The Government’s carefully calibrated approach to avoid increasing inflation could not be more different or further away from the economic platform offered by the Labour party. Labour’s proposals for an unfunded £28 billion a year spending spree in the second half of the next Parliament would deal a huge blow to our country’s collective efforts to tackle inflation. Members do not have to take my word for it, because we already have the view of the independent Institute for Fiscal Studies. Its director, Paul Johnson, said just a few weeks ago that additional borrowing would pump more money into the economy, potentially increasing inflation and driving up interest rates.

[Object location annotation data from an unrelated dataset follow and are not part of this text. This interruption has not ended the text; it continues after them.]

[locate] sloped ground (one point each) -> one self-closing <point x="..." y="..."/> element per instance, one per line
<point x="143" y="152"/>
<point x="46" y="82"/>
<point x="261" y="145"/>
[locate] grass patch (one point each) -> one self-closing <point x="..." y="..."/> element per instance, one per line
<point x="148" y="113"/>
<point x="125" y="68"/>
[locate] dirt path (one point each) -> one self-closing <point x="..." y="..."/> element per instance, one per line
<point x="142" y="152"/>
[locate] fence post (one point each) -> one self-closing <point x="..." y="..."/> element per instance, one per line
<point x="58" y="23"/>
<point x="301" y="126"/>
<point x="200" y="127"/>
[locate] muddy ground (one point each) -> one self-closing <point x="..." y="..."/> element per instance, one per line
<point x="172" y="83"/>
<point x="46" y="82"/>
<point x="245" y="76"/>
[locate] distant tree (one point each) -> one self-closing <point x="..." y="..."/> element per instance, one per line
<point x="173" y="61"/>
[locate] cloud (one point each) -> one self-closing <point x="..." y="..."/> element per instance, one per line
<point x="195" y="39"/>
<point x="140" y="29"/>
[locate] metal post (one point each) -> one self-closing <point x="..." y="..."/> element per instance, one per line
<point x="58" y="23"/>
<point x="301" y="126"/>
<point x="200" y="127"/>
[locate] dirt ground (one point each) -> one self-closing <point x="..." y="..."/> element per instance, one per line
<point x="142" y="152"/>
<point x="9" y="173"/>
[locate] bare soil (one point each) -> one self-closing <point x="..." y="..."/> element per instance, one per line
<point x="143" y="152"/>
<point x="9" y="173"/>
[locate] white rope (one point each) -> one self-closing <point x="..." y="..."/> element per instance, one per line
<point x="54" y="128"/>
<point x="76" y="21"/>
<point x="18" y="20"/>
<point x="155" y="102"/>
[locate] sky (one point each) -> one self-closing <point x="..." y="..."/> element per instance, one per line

The action we have taken today is the most responsible way forward, striking a balance between the demands of our public sector workers and the needs of our country and economy. Industrial action has postponed more than 600,000 hospital appointments, cost our children more than 1 million days of teaching, and damaged the productivity and growth that we so clearly need in these challenging times. We have introduced and expanded this with the Strikes (Minimum Service Levels) Bill, which will limit the impacts of industrial action on the lives and livelihoods of ordinary people, who should be able to access key services during industrial action. The Bill gives us the power to set minimum service levels across key public services, such as healthcare, fire and rescue, public transport and education, and it gives us the right tools to deal with any ongoing disputes.
We must deliver on the Prime Minister’s pledge to cut inflation, so we will continue to chart the course of sound money, to the benefit of all, while making fair pay awards—awards that do not fuel inflation—to our public sector workers.